I briefly mentioned it in the lens forum. Here's the rundown.
A couple months ago, the Joseph Joseph spaghetti measure was discovered here as a possible lens aperture. I picked one up for $7 at amazon. If you get one, make sure it has the darker blades.
I bought a $0.50 magnifying glass of 2" diameter at a local seller of imported mass produced junk. (Big Als Super Value Odd Lot Outlet) I'm sure your local dollar store has something similar. At the store, it formed an image roughly 10" away from itself, so I figured it would be useful.
I used some dark black flocking. Google telescope flocking for details. It's good stuff to have around if you are fixing or improving old cameras. A 2' sheet of this goes a long ways.
I had a scrap piece of 2" schedule 40 pipe laying around. I'm the type of tinkerer that has the will and space to keep junk around most people throw away and then repurchase from the hardware store years later.
This is not built to commercial quality; It's for fun.

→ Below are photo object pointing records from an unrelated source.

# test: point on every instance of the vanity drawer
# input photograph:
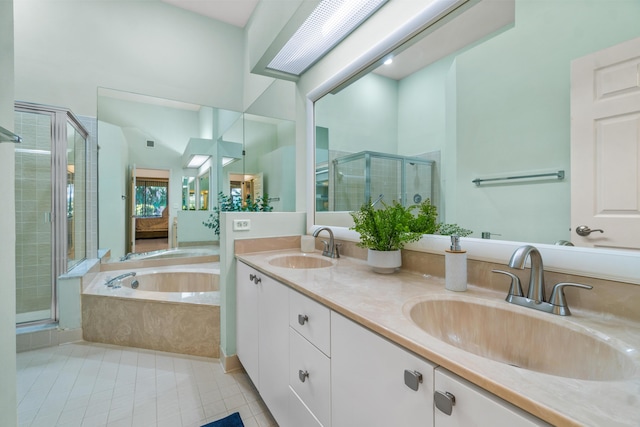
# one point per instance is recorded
(311, 319)
(299, 414)
(310, 376)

I spaced the aperture distance from the lens, not on hard science but after looking at other single element/group lenses. Lenses I've looked at or tried in person include the Kodak portrait 305, 405, Reinhold Wollaston, Spencer Port-land, P&S Series I, etc.. I got out my hacksaw and cut some pipe about 2" long.
The lens is held in by a retainer ring made of a black zip tie which is hotglued in place. The lens received two small dabs of hot glue inside to keep it in place. The interior of the barrel is flocked. The back of the lensboard is flocked because hotglue does not block light; the lens is mounted to the lensboard with hotglue. I spent about an hour making it and spent more on the film testing it than actual construction costs.
_DSC7020 by philbrookjason, on Flickr
_DSC7018 by philbrookjason, on Flickr
In using the lens, my setup cast an image about 10" from the rear of the glass, and the lens was 2" in diameter, so I estimated a aperture of f5. It seems plenty accurate.
Be warned. There is some tiny element of motion blur in these photos. You don't sit a 4yo in the studio with a sugary snack and shoot 1/10-1/20 sec and expect them to freeze for the camera.
Below is a photo from the lens wide open. Looks like she moved a little bit out of the plane of focus, but it's still a pleasing image. You'll not the hair around the ears and ventilation holes in the shirt are sharper.
img226 by philbrookjason, on Flickr
Comparison to 8.75" verito at about f5. I think this is a little sharper as the verito sharpens up REAL fast as you stop down a little bit. A wide open verito would probably look similar in this particular lighting setup.